Day # 2 (Chest & Biceps)
Incline Dumbbell Squeeze Press
Do 3 sets of 8-10 reps with 60 seconds rest in between.
Take an incline bench and adjust it to a 30-degree angle. Now lie your back against it and grab a dumbbell in each hand. Finally, press the dumbbells into each other and hold the tension as you lift them up.
Machine Seated Chest Press
Do three sets of 12-15 reps with 60 seconds rest in between.
Push-up On Boxes
Perform 2 sets of until you reach failure with 60 seconds’ rest in between.
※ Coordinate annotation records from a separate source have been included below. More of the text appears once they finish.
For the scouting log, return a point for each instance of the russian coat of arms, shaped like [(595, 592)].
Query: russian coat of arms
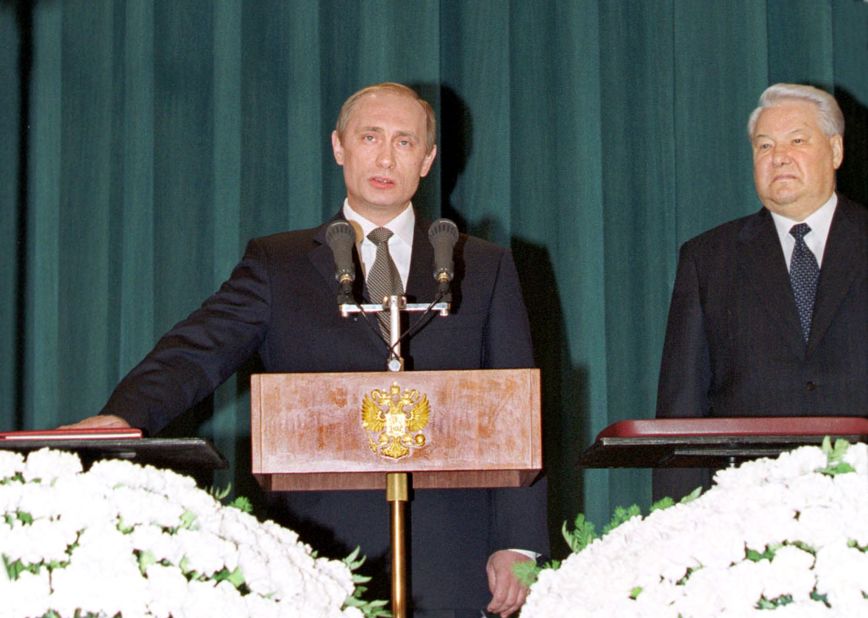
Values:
[(394, 420)]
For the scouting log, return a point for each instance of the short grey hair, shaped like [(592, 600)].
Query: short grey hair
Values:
[(829, 113)]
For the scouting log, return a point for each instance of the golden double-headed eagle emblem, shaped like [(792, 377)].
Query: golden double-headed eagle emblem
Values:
[(394, 420)]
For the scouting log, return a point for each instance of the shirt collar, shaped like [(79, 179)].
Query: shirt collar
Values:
[(402, 226), (819, 221)]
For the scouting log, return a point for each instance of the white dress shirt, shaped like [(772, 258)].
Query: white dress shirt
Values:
[(400, 244), (819, 221)]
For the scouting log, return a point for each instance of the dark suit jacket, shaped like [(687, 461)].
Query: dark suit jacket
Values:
[(281, 301), (733, 342)]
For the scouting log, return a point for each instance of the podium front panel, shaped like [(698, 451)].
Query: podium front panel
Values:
[(483, 429)]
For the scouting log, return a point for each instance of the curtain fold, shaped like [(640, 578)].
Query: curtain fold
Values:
[(143, 143)]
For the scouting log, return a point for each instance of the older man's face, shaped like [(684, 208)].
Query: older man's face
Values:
[(794, 162)]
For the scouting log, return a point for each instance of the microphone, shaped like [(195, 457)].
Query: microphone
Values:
[(443, 235), (341, 238)]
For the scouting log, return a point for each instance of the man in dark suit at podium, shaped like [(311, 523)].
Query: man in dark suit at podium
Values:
[(769, 314), (280, 302)]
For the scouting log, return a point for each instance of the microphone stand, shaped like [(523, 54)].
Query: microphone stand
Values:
[(397, 483)]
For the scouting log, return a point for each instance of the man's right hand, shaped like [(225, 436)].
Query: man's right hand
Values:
[(101, 421)]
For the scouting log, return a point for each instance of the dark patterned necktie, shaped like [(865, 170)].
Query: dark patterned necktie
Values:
[(804, 273), (383, 279)]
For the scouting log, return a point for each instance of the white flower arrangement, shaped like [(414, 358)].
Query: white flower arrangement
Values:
[(788, 535), (127, 541)]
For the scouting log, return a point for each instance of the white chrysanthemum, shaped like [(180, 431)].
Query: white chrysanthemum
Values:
[(133, 541), (26, 596), (11, 464), (704, 558), (47, 465)]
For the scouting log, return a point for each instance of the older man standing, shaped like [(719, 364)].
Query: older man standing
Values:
[(769, 315)]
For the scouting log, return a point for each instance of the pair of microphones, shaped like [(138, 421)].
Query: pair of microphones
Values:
[(341, 238)]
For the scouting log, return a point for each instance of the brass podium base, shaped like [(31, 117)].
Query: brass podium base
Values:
[(397, 494)]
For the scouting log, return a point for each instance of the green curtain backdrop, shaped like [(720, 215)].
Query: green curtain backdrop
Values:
[(143, 142)]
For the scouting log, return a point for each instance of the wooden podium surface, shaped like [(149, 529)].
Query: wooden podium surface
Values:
[(179, 454), (483, 430), (712, 442)]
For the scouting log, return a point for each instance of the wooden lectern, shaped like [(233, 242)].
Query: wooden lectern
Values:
[(449, 429), (712, 442)]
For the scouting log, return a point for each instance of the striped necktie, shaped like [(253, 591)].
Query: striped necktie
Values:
[(383, 278), (804, 273)]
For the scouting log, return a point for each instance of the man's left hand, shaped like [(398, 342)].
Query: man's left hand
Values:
[(507, 593)]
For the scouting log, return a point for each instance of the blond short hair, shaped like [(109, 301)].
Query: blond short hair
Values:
[(393, 88), (829, 113)]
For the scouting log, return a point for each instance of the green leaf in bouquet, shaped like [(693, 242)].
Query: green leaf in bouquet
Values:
[(835, 457), (582, 535), (371, 609), (242, 504)]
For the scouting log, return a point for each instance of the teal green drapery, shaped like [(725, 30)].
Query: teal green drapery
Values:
[(142, 143)]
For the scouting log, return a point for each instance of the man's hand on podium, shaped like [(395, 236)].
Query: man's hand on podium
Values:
[(101, 421), (507, 593)]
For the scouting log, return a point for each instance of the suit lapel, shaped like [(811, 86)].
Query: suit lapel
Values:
[(421, 286), (764, 268), (845, 260)]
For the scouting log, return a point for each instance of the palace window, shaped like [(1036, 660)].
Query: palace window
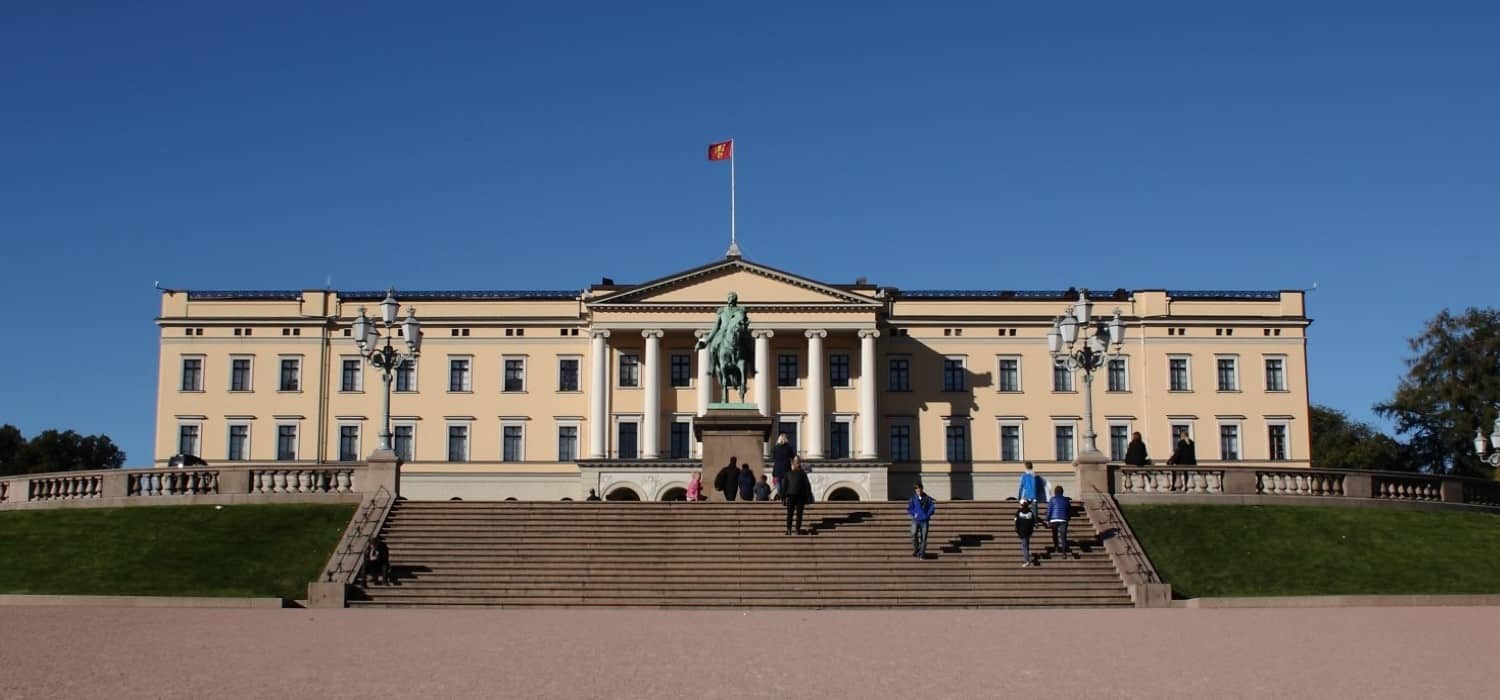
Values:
[(1229, 442), (1062, 436), (953, 373), (459, 375), (291, 373), (1010, 442), (681, 369), (789, 430), (786, 370), (567, 373), (1278, 441), (1178, 373), (515, 373), (1119, 378), (285, 442), (629, 370), (567, 442), (1275, 373), (348, 442), (839, 369), (1119, 441), (900, 373), (350, 375), (239, 442), (900, 442), (458, 442), (957, 441), (1229, 373), (407, 375), (839, 438), (188, 439), (680, 442), (512, 447), (402, 441), (1061, 378), (627, 444), (1010, 373), (192, 373), (240, 373)]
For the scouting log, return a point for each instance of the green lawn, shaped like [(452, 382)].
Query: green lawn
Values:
[(1221, 550), (240, 550)]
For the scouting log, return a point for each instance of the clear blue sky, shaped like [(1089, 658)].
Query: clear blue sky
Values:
[(989, 144)]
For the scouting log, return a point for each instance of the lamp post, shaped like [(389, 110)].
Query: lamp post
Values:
[(1493, 459), (387, 358), (1071, 351)]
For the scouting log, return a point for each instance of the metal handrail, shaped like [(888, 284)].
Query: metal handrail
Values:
[(1113, 519), (374, 511)]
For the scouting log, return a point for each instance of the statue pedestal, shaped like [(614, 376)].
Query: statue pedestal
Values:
[(731, 432)]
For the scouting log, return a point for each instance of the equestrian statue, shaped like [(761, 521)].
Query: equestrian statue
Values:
[(731, 351)]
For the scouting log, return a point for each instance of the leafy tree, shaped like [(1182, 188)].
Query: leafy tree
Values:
[(56, 451), (1340, 442), (1451, 390), (11, 447)]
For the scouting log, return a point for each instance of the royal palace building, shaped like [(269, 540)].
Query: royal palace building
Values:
[(545, 394)]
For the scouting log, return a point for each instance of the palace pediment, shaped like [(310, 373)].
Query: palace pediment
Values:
[(756, 285)]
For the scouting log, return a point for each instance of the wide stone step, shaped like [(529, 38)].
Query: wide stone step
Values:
[(972, 601), (729, 555)]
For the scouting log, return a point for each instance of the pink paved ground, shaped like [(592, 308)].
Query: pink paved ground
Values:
[(53, 652)]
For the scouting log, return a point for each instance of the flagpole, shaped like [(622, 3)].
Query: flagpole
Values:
[(734, 245)]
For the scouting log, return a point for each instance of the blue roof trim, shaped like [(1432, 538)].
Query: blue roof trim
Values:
[(243, 294), (1094, 293), (402, 296), (1239, 294), (464, 294)]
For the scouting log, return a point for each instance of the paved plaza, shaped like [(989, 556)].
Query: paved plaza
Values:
[(72, 652)]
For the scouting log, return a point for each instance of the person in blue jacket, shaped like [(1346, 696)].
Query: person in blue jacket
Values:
[(1032, 486), (1059, 510), (921, 508)]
You have to place your hands on boxes that will raise your torso a few inches off the ground. This way you’ll feel a great stretch in your pecs.
Incline Dumbbell Flye
Perform 2 sets of 15 reps with 60 seconds rest in between.
You’ll need a pair of dumbbells and an incline bench for this exercise.
Seated Barbell Biceps Curl
Perform 3 sets of 10-12 reps with 60 seconds rest in between.
Add a couple of extra pounds to challenge yourself.
Incline Dumbbell Biceps Curl
Perform 2 sets of 8-10 reps with 60 seconds rests.
You’ll need an incline bench and a pair of dumbbells.